One of my more surprising recent experiences was defending the idea of a rich general curriculum in a House of Lords Committee against father of the National Curriculum Lord Baker.
His questioning assumed that the 11-16 school curriculum should make young people ‘job ready’. That is less true than ever: labour market changes and compulsory education to 18 mean we’ve never had fewer 16-18 year-olds in the workforce.
More generally, trying to second-guess the future is a bad way to prepare young people for 40 years of work in an unpredictable world. A curriculum overly focused on today’s skill needs will not prepare them to learn and adapt when demands change.
Instead, children should develop a secure grasp of concepts and skills with wide applicability and the ability to use them in a range of contexts, within a coherent cognitive framework to which they can add new knowledge and understanding. They should do so in schools which attend to their wider growth and development as human beings.
The United Learning curriculum we developed over the last decade and are now making widely available is designed to do this. Its development was not motivated by the accountability system, but is part of the success of schools with some of the highest progress 8 scores in the country.
So I have little sympathy with Lord Baker’s suggestion that the P8 measure stands in the way of schools teaching teenagers the right things.
We might, however, share a view that it is undesirable for government to use the accountability system to control schools.
The government of 1988 rightly argued that what children learn is of fundamental importance to society, in an open society should be subject to public scrutiny and, if prescribed, determined by Parliament. While the National Curriculum was an expansion of state power, it also opened up the ‘secret garden’ of the curriculum to democratic accountability.
More recent governments, however, have been less inclined to discuss fundamentals in Parliament. It has been easier to drive their preferences through the ‘backwards effect’ of performance metrics on qualifications and curriculum.
In the current feverish debate about accountability, we should remember that we are all better when we’re accountable. Effective accountability clarifies and simplifies. If we know what we’re accountable for, it removes uncertainty and improves focus.
So if Parliament makes clear what society wants from public education and we are measured against that, we cannot reasonably object. But if Parliament says one thing and the measurement system incentivises something different, we have precisely the ambiguity that creates stressed and anxious cultures.
So, how should we respond to the ‘accountability system’ we have?
Firstly, by remembering that we are not accountable to league tables, government or Ofsted. Legally, we are accountable to our Boards. Morally, to the children and parents we serve. The ‘accountability system’ is really just a system of measurement and reporting.
Secondly, we should not confuse the measure with the goal. Our reason for working in education is to do right for children, not to look good. Prioritising the former without exception or excuse is always our best course.

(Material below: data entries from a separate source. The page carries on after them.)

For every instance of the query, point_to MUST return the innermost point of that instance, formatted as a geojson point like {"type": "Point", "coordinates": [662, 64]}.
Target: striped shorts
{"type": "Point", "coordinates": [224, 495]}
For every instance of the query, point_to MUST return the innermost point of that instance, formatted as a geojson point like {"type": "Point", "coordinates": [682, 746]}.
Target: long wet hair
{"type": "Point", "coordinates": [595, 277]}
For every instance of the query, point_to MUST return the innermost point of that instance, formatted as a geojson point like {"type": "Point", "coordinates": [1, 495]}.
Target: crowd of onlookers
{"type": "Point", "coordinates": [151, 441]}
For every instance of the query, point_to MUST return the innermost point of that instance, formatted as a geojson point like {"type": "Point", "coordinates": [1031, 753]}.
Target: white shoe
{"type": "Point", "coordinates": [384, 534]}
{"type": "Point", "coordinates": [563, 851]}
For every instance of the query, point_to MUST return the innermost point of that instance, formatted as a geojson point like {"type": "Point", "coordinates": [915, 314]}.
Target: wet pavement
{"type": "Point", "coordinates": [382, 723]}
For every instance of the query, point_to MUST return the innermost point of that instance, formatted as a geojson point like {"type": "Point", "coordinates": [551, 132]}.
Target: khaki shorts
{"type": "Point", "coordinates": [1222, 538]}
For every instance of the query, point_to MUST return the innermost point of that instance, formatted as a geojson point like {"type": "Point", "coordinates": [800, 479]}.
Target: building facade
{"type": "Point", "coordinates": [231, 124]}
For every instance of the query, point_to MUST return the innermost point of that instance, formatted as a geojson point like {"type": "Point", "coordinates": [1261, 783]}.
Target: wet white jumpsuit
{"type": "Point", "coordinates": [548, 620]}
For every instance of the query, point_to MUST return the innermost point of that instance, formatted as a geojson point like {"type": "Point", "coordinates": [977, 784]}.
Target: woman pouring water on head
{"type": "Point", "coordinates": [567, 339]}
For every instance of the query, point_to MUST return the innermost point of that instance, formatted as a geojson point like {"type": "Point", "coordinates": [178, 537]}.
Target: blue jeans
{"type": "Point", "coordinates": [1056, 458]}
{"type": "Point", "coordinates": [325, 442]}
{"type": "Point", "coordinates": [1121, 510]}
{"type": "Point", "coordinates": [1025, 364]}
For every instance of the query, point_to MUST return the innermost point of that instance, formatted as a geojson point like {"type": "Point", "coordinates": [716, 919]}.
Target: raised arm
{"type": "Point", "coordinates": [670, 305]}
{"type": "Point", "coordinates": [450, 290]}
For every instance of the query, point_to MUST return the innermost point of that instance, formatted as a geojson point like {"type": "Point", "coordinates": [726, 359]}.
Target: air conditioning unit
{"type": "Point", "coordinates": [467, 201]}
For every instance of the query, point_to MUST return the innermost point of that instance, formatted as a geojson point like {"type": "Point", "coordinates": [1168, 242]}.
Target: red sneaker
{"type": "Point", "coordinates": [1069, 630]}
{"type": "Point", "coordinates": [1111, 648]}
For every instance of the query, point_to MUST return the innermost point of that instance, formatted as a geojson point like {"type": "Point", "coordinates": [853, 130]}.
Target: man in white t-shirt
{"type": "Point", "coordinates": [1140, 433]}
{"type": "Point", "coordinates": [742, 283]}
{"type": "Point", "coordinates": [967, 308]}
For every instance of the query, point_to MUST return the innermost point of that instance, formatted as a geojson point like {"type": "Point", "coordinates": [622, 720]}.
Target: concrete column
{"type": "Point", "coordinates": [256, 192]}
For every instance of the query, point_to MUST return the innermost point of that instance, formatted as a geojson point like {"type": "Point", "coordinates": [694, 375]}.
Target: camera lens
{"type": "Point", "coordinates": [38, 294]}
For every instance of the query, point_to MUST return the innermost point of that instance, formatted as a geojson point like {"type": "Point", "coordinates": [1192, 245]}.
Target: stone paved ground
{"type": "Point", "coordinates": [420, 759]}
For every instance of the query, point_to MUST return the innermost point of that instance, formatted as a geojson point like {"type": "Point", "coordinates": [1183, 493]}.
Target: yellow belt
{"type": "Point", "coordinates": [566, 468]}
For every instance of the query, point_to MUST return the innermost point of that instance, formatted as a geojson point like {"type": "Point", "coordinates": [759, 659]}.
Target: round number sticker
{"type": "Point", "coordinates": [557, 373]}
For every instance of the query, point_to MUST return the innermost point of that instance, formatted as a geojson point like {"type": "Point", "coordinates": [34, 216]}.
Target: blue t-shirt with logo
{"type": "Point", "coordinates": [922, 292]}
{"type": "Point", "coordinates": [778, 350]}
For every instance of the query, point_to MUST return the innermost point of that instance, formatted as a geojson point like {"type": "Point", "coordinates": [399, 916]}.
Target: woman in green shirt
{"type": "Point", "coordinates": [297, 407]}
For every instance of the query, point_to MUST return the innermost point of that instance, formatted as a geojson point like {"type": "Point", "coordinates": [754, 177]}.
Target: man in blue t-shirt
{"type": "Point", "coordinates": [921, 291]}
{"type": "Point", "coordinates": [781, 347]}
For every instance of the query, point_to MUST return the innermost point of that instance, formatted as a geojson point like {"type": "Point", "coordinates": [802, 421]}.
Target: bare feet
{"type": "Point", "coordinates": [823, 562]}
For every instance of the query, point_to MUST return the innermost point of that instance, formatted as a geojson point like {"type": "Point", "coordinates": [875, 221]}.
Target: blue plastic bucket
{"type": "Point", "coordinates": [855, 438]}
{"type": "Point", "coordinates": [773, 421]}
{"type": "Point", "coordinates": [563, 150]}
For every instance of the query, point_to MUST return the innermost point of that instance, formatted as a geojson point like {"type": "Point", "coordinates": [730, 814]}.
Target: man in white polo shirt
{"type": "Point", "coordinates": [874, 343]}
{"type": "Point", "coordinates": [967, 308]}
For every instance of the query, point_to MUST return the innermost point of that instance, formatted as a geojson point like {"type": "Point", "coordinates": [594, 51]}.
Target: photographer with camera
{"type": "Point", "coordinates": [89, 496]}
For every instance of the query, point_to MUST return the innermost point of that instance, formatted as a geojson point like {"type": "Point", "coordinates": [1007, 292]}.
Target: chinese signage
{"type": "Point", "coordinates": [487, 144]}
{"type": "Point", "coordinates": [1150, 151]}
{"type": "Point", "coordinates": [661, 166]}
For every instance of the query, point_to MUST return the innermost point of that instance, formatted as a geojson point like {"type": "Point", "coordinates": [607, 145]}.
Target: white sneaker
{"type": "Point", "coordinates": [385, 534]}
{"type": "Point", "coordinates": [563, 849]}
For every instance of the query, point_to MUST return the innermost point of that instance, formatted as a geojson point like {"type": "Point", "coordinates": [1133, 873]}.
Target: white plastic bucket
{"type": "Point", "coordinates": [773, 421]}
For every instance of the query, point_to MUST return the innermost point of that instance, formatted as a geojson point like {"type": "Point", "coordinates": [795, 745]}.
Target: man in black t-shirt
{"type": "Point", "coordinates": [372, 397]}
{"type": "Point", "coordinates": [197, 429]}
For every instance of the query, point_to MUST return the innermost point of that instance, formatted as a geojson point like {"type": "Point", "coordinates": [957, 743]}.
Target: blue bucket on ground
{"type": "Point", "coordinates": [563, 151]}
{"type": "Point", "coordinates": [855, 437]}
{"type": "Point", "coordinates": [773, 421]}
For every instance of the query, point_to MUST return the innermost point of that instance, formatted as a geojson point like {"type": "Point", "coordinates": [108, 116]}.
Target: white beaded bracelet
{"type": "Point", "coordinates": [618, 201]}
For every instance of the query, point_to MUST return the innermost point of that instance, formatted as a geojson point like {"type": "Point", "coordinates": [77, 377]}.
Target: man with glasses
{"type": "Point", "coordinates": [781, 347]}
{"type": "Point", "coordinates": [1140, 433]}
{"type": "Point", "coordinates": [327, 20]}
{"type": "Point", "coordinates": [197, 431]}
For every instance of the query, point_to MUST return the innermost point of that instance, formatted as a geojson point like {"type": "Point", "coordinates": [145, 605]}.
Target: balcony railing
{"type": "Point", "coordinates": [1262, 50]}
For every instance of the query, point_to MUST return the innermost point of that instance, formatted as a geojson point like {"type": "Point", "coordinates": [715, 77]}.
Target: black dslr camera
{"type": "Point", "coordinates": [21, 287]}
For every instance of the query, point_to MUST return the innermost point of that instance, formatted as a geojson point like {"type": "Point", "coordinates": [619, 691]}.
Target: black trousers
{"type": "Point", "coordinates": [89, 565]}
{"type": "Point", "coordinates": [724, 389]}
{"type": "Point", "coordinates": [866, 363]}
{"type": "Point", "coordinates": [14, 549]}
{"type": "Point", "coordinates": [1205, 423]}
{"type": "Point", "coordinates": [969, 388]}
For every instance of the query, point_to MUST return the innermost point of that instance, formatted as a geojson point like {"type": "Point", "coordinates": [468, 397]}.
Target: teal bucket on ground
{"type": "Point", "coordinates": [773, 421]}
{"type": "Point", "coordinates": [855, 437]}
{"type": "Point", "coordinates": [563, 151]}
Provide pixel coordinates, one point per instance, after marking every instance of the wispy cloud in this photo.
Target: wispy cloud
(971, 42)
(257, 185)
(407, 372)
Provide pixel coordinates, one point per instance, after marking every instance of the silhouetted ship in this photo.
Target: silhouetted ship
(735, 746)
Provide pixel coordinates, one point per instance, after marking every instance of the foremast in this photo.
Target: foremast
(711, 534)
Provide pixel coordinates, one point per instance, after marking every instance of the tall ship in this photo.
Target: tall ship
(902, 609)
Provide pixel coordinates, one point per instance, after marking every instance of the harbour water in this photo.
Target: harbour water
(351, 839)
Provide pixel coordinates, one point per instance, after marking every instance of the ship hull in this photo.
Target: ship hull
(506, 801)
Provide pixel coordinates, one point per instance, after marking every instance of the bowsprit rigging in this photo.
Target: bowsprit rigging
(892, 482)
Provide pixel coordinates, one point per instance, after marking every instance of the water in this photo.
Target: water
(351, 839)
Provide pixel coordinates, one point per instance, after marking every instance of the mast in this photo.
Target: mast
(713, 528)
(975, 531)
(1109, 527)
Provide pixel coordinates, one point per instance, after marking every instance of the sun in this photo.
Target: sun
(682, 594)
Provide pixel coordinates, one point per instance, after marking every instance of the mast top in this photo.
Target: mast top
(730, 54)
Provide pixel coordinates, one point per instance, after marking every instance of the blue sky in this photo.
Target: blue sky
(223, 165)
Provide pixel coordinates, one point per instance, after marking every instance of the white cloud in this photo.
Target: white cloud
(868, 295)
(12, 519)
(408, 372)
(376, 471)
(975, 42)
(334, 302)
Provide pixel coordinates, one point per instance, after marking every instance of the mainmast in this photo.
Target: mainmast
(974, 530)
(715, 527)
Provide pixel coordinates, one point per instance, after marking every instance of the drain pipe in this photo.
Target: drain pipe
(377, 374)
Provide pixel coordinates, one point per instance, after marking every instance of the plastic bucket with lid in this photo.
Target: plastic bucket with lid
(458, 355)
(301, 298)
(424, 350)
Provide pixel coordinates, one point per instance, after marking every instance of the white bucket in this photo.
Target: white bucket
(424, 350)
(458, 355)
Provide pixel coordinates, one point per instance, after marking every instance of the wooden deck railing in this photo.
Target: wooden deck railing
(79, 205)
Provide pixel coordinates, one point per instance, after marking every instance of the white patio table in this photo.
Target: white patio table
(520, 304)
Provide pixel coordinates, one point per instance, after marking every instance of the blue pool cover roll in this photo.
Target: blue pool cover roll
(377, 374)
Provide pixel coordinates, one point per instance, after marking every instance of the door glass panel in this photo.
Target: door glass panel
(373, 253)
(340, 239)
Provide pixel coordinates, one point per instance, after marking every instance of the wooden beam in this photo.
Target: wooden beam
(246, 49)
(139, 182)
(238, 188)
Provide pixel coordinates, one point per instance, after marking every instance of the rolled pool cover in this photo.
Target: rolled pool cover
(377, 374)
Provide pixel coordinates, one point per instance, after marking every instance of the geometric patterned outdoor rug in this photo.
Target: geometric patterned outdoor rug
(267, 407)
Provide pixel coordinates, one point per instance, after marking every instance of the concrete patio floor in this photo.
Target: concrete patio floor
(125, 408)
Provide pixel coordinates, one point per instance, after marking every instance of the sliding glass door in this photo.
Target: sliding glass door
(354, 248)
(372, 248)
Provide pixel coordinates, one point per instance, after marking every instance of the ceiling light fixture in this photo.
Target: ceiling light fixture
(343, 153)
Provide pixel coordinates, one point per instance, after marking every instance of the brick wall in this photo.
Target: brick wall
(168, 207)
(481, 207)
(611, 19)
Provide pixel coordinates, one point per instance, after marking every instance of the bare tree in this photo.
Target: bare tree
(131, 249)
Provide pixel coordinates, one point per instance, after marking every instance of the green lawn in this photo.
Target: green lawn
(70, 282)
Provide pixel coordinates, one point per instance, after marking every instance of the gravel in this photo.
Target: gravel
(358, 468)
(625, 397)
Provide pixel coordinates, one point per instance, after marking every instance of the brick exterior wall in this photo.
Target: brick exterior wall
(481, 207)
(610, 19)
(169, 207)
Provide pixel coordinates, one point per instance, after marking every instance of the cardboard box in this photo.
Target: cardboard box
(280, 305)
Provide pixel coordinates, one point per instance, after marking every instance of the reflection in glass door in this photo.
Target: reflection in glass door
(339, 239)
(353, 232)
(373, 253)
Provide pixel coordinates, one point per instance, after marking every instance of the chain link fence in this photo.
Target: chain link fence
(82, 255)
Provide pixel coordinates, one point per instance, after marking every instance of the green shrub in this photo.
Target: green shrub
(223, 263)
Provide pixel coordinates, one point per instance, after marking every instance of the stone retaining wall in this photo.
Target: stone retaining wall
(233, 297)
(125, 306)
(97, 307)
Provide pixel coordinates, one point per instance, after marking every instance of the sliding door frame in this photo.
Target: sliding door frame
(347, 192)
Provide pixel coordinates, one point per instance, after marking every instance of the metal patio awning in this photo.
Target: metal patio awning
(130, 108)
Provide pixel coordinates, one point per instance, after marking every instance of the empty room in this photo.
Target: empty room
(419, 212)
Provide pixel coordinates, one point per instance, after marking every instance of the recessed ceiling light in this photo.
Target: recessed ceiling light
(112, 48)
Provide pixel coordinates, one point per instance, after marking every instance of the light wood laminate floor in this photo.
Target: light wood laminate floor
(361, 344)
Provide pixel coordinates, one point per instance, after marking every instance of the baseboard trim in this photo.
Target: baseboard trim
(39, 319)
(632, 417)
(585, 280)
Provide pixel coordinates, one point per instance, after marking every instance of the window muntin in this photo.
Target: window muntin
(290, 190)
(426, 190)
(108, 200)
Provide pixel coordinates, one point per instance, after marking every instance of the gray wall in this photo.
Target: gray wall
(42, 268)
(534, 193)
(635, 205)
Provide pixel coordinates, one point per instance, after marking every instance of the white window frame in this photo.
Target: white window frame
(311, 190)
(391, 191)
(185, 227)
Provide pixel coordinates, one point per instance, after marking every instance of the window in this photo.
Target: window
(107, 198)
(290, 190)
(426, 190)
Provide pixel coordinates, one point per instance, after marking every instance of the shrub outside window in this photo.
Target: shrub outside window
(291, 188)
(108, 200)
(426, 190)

Thirdly, by building cross-sector institutions. No health minister would try to prescribe detailed medical practices – they would be rebutted by the Royal Colleges and other evidence-based institutions. We need to invest in building our own evidence-based College and institutions.
Finally, we should be much more conscious of state power and more determined to remind government of its limits and limitations. In 1988, DfE abruptly changed from quiescent enabler to muscular activism and has never looked back.
It may be unfair to blame the Secretary of State of 1988 for the continued expansion of state control of education. He could no more have predicted the last 35 years of political change than teachers could have done the social and economic changes which have transformed the labour market.
But the one part of the pre-1988 consensus we do need to recapture is the centrality of our intrinsic motivation to serve children rather than the power of government.